Closed simroux closed 3 months ago
Fixed in https://github.com/apcamargo/genomad/commit/8463c914e43af689930dd5aaf34e4f345c0c1990. I'll close the issue once a new released is published.
I am also having this error
@leannmlindsey I'll release the new update today. Setting the environment variable fixed it for you?
I'm actually not sure it is the same error. It is also on the NN step. This is the error I am getting:
[15:01:44] Executing genomad nn-classification.
[15:01:44] Previous execution detected. Steps will be skipped unless their
outputs are not found. Use the --restart option to force the
execution of all the steps again.
[15:01:44] 11436X42_ds_encoded_sequences was found. Skipping sequence encoding.
Traceback (most recent call last):
File "/jet/home/lindseyl/.local/bin/genomad", line 8, in
This is new.
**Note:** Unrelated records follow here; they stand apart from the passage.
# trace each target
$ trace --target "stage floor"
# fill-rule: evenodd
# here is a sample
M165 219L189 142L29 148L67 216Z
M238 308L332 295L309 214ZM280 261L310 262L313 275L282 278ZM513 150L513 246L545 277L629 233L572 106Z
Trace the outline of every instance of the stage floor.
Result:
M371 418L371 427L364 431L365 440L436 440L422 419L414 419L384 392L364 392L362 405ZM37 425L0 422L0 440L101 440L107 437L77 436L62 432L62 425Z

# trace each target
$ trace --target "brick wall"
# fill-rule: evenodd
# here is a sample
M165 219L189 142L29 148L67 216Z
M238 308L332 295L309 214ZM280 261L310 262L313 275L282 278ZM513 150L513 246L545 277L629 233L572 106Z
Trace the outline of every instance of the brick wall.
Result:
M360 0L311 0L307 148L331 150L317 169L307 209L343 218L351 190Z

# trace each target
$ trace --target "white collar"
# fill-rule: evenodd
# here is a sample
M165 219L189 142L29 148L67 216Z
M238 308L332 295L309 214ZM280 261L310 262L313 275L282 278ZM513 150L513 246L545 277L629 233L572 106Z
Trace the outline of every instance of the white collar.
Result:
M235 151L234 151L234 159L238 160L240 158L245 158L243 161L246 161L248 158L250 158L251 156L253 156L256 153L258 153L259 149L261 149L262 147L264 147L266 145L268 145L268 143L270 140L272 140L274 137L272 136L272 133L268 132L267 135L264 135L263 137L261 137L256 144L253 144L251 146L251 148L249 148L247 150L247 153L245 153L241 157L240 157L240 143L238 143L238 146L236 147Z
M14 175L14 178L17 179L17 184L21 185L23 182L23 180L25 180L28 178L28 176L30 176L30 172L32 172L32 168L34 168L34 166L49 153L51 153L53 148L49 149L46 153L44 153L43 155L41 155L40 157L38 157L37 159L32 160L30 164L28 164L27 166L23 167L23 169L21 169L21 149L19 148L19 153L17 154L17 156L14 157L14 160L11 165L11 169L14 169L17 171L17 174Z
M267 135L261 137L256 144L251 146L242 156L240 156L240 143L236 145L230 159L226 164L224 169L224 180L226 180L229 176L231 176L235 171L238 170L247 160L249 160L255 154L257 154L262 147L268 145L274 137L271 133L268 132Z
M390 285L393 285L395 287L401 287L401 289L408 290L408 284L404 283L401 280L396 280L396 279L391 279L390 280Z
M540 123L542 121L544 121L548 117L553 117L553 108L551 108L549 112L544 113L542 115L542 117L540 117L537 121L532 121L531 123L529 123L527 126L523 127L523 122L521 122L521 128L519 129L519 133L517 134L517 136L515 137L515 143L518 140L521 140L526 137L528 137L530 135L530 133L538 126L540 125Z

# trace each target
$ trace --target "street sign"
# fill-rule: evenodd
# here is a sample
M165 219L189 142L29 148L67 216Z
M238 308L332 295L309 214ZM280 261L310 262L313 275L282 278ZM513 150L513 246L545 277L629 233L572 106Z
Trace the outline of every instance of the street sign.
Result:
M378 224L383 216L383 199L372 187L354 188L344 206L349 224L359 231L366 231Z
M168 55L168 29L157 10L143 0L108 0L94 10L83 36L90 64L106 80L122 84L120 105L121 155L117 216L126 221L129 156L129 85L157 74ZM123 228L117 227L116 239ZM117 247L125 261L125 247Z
Can you set CUDA_VISIBLE_DEVICES
to -1
and run it genomad nn-classification
with the --restart
flag?
What is your environment? Maybe this has to do with the TensorFlow/Keras versions.
Unfortunately using CUDA_VISIBLE_DEVICES=-1 still resulted in the same error (though it took much longer to run)
I was unable to install via conda so I installed via the pipx instructions
I can't seem to see any tensorflow installation. I have tried:
conda list --> no keras or tensorflow listed
(genomad) [lindseyl@v007 CHPC]$ which tensorflow /usr/bin/which: no tensorflow in (/jet/home/lindseyl/.conda/envs/genomad/bin:/opt/packages/anaconda3-2022.10/condabin:/opt/packages/anaconda3-2022.10/bin:/jet/home/lindseyl/edirect:/jet/home/lindseyl/.local/bin:/jet/home/lindseyl/bin:/opt/packages/psc.allocations.user/bin:/opt/packages/allocations/bin:/usr/local/bin:/usr/bin:/usr/local/sbin:/usr/sbin:/opt/packages/interact/bin:/opt/puppetlabs/bin)
(genomad) [lindseyl@v007 CHPC]$ pip show tensorflow WARNING: Package(s) not found: tensorflow (genomad) [lindseyl@v007 CHPC]$ python Python 3.12.2 | packaged by conda-forge | (main, Feb 16 2024, 20:50:58) [GCC 12.3.0] on linux Type "help", "copyright", "credits" or "license" for more information.
import tensorflow as tf Traceback (most recent call last): File "
", line 1, in ModuleNotFoundError: No module named 'tensorflow' exit()
I then tried to install tensorflow via conda into the genomad conda environment but it was unsuccessful
I will try a complete reinstall and see if I can narrow in where the issue starts.
I uninstalled the pipx env and then reinstalled and I had the same error. I think there is probably a problem with the pipx env, at least on our machines.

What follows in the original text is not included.